L’étouffement de poussins dans des sacs-poubelle ou leur abandon dans les bennes à ordures étant des pratiques illégales, L214 a porté plainte pour cruauté envers les animaux.
La vidéo, visible sur le site Un animal, pas un déchet, a été vue plus de 300 000 fois sur Internet et par des millions de personnes à la télévision. Parallèlement, une pétition sur Change.org demandant au ministère de l’Agriculture l’interdiction de la mise à mort des poussins a accumulé plus de 50 000 signatures en moins de deux semaines.
Une logique déroutante
De très nombreuses personnes ont été profondément choquées par ces images. Une question est dans tous les esprits : comment est-ce possible ? Et ce d’autant plus que le massacre des poussins dans ce couvoir breton n’a, hélas, rien d’exceptionnel. Pire encore, le broyage ou le gazage des poussins sont des pratiques tout à fait légales.
L’explication est d’une logique déroutante. Les poules pondeuses et les poulets "pour la viande" sont issus d’une sélection génétique visant soit le meilleur taux de ponte, soit la croissance musculaire la plus rapide. Les deux espèces sont donc très différentes et les poussins mâles de la race "pondeuse", non rentables, sont systématiquement éliminés, et ce quel que soit le mode d’élevage – plein air et bio compris. Par ailleurs, les poussins jugés chétifs, malades, malformés ou en surnombre sont également tués.
Chaque année en France, ce sont plus de 50 millions de poussins qui sont ainsi massacrés à la chaîne dès le premier jour de leur vie : à peine éclos, ils sont condamnés, après avoir été violemment sélectionnés et triés, à périr broyés ou étouffés.
Des souffrances parmi d’autres
Comme il est évident que les consommateurs ne voudraient pas cautionner de tels actes, aucune marque ne vendant des œufs ou des poulets n’en parlera ; au contraire, les industries agricoles entretiennent soigneusement un imaginaire bucolique et communiquent sur le "bien-être" animal. Le choc est d’autant plus grand lorsqu’on prend conscience de l’envers du décor.

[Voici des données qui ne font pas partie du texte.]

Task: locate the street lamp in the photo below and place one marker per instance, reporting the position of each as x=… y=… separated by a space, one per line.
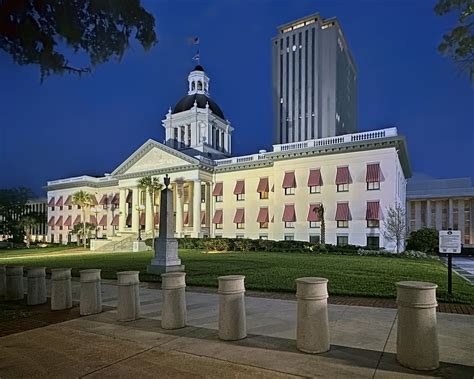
x=96 y=210
x=140 y=208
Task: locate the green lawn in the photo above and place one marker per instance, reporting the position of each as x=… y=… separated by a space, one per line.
x=348 y=275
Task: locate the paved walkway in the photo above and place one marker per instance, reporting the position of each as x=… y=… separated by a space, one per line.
x=362 y=344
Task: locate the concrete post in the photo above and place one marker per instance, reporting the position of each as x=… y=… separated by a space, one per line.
x=3 y=281
x=232 y=322
x=173 y=314
x=36 y=279
x=128 y=308
x=91 y=294
x=417 y=335
x=312 y=328
x=14 y=283
x=61 y=292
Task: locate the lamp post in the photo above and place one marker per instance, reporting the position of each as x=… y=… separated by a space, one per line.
x=140 y=208
x=96 y=210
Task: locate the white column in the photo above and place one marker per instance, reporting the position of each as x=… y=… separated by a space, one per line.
x=197 y=209
x=149 y=211
x=135 y=214
x=122 y=209
x=179 y=211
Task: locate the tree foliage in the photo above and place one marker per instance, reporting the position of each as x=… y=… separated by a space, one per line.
x=458 y=43
x=394 y=225
x=40 y=31
x=425 y=240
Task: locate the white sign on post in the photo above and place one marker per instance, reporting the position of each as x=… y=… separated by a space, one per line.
x=450 y=241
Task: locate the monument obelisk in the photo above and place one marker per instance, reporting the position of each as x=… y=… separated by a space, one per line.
x=166 y=246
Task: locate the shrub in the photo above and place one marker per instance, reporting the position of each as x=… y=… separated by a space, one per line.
x=424 y=240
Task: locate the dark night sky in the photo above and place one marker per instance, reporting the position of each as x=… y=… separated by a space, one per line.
x=69 y=126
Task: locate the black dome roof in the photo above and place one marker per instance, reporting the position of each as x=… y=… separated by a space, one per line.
x=187 y=102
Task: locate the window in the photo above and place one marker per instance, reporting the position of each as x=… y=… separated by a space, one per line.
x=373 y=223
x=373 y=242
x=343 y=224
x=343 y=187
x=314 y=239
x=342 y=240
x=373 y=186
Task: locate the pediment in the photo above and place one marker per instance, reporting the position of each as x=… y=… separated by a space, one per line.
x=153 y=156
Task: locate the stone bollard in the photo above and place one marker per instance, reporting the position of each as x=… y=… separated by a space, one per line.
x=128 y=308
x=417 y=335
x=36 y=283
x=232 y=322
x=91 y=292
x=61 y=292
x=173 y=314
x=14 y=283
x=312 y=328
x=3 y=281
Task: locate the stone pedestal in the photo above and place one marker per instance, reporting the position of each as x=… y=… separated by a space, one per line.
x=61 y=293
x=166 y=246
x=232 y=319
x=128 y=308
x=91 y=293
x=173 y=314
x=138 y=246
x=417 y=335
x=312 y=328
x=36 y=277
x=14 y=283
x=3 y=281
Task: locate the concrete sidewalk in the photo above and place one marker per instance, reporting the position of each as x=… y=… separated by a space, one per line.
x=362 y=344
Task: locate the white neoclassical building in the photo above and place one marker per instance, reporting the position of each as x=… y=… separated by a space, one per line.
x=267 y=195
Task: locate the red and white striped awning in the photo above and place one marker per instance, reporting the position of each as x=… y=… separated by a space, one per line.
x=239 y=217
x=373 y=210
x=289 y=214
x=289 y=181
x=313 y=215
x=68 y=221
x=314 y=178
x=263 y=185
x=373 y=173
x=103 y=221
x=103 y=200
x=218 y=217
x=342 y=212
x=263 y=215
x=239 y=187
x=342 y=175
x=218 y=189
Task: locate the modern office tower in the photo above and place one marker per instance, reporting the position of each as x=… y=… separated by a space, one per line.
x=314 y=81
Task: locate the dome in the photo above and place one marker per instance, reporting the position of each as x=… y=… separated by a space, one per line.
x=187 y=103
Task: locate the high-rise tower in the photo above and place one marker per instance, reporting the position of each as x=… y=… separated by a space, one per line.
x=314 y=81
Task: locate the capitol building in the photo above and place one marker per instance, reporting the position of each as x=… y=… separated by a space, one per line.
x=267 y=195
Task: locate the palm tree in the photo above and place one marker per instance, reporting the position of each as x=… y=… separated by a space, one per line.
x=320 y=211
x=151 y=186
x=84 y=200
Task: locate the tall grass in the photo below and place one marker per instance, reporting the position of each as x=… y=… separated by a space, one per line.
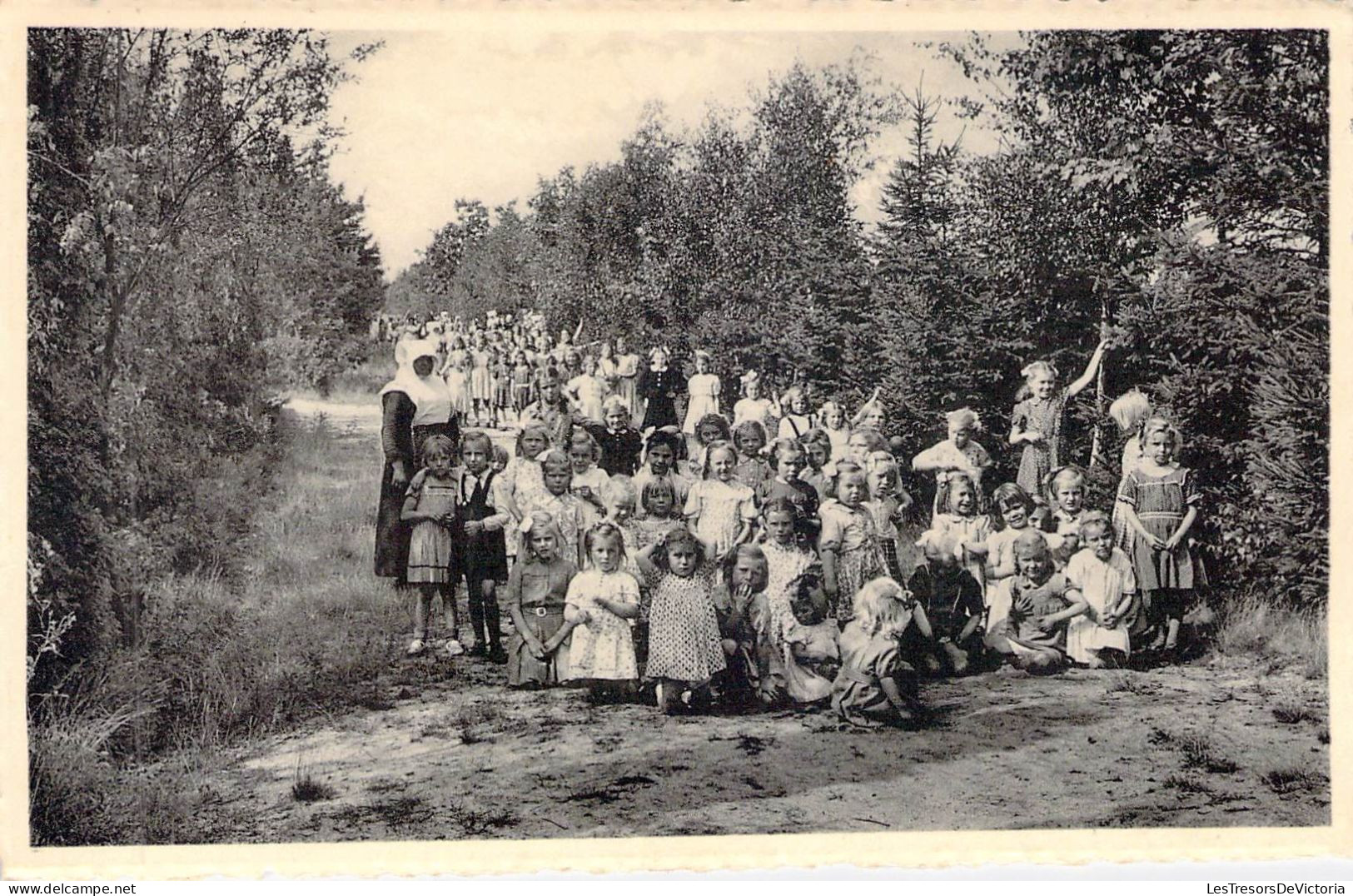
x=1253 y=625
x=366 y=378
x=306 y=628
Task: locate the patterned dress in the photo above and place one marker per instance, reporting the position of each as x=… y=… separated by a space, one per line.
x=1039 y=459
x=974 y=528
x=602 y=647
x=704 y=400
x=718 y=512
x=540 y=589
x=783 y=565
x=1161 y=504
x=853 y=534
x=1103 y=585
x=569 y=516
x=430 y=545
x=684 y=642
x=866 y=660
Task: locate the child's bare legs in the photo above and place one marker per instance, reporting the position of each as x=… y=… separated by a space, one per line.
x=422 y=608
x=485 y=619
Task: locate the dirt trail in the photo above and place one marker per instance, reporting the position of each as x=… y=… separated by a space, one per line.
x=445 y=751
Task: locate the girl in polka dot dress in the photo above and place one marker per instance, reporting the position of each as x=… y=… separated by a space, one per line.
x=685 y=650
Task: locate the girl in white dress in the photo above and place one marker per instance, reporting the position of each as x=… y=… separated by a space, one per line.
x=703 y=389
x=586 y=391
x=601 y=603
x=797 y=421
x=1104 y=577
x=837 y=428
x=719 y=508
x=754 y=406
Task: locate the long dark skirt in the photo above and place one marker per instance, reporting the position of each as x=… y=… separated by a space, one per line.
x=391 y=534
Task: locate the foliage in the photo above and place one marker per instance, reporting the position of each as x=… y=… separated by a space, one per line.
x=186 y=261
x=1162 y=188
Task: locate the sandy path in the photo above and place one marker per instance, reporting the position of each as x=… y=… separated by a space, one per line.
x=447 y=751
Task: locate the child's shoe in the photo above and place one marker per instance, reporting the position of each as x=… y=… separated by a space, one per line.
x=956 y=655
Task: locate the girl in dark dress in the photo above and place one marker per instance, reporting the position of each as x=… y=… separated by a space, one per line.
x=415 y=405
x=659 y=385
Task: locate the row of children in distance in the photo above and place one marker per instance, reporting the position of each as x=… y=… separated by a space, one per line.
x=719 y=588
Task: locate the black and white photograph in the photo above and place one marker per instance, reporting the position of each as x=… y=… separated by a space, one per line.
x=570 y=433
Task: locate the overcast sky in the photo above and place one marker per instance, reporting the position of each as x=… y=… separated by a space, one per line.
x=437 y=117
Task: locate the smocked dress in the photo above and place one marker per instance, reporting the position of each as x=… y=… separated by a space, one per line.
x=719 y=510
x=523 y=482
x=684 y=642
x=602 y=647
x=859 y=558
x=704 y=400
x=541 y=589
x=1102 y=584
x=430 y=545
x=1161 y=504
x=1039 y=459
x=976 y=528
x=480 y=378
x=866 y=660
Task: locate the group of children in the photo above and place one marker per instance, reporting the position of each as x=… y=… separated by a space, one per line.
x=723 y=565
x=498 y=370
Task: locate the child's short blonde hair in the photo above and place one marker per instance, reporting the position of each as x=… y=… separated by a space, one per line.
x=883 y=606
x=613 y=404
x=1160 y=424
x=552 y=459
x=621 y=489
x=1130 y=411
x=963 y=419
x=580 y=437
x=1095 y=520
x=1038 y=368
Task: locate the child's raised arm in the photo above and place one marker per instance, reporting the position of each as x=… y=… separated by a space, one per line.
x=1075 y=389
x=644 y=560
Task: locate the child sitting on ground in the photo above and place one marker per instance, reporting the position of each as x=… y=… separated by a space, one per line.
x=876 y=686
x=952 y=600
x=1042 y=604
x=809 y=642
x=1104 y=577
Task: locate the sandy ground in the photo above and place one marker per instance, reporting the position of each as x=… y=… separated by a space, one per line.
x=445 y=751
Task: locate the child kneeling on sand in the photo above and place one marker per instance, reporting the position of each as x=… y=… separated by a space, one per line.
x=1041 y=601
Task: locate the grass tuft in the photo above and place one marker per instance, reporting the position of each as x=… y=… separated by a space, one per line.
x=1262 y=627
x=307 y=789
x=1294 y=780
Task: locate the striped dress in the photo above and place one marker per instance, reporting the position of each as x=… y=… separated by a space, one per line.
x=430 y=545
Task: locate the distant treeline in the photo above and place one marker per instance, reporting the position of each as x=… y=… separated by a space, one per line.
x=1165 y=187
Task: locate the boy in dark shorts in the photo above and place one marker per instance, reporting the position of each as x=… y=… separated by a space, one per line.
x=483 y=549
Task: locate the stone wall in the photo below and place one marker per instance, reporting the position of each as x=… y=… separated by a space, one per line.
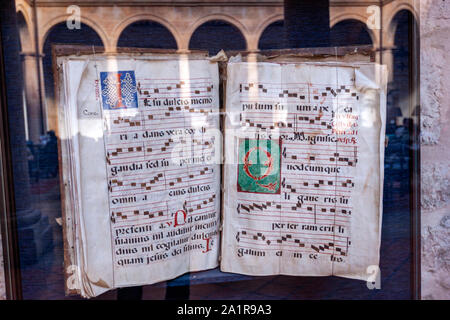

Toutes les filières d'élevage sont concernées. Partout où les animaux qui ne sont pas ou plus rentables sont considérés et traités comme des déchets dont il convient de se débarrasser à moindre coût. Épuisées par une année de ponte intensive, les poules pondeuses sont ainsi expédiées à l’abattoir, alors qu’elles pourraient vivre au moins dix ans. L’industrie agro-alimentaire a pour objectif de fournir des produits animaux (viande, œufs, laitages…) en masse, et le broyage des poussins ne constitue hélas qu’un exemple de toutes les souffrances endurées par les animaux dans les élevages et les abattoirs.
Sauver les poussins !
Il y a des personnes qui, révoltées par la détresse des poussins, suggèrent de les libérer dans de vastes enclos ou même des espaces naturels, mais ces bébés d’un jour sont fragiles et ne peuvent être livrés à eux-mêmes. Ils ont notamment un besoin vital de chaleur constante, d’être protégés des intempéries, des courants d’air et bien sûr des prédateurs, et même d’apprendre à manger – toutes choses normalement assurées par les mères poules, très attentionnées envers leurs petits.
Les producteurs n’ont aucun intérêt à investir dans des infrastructures pour sauver des poussins non productifs. L’adoption par des particuliers aimants et attentionnés est possible, mais combien d’oisillons pourraient être sauvés ? Ce sont plus de 50 millions de poussins qu’il faudrait placer chaque année, un objectif évidemment irréalisable.
La seule solution pour que cessent ces pratiques que tout le monde s’accorde à trouver inacceptables est de changer nos choix alimentaires et d’opter pour une alimentation végétale, puisque la raison d’exister de ces poussins est la même que celle de tous les autres animaux d’élevage : fournir des produits destinés à la consommation humaine.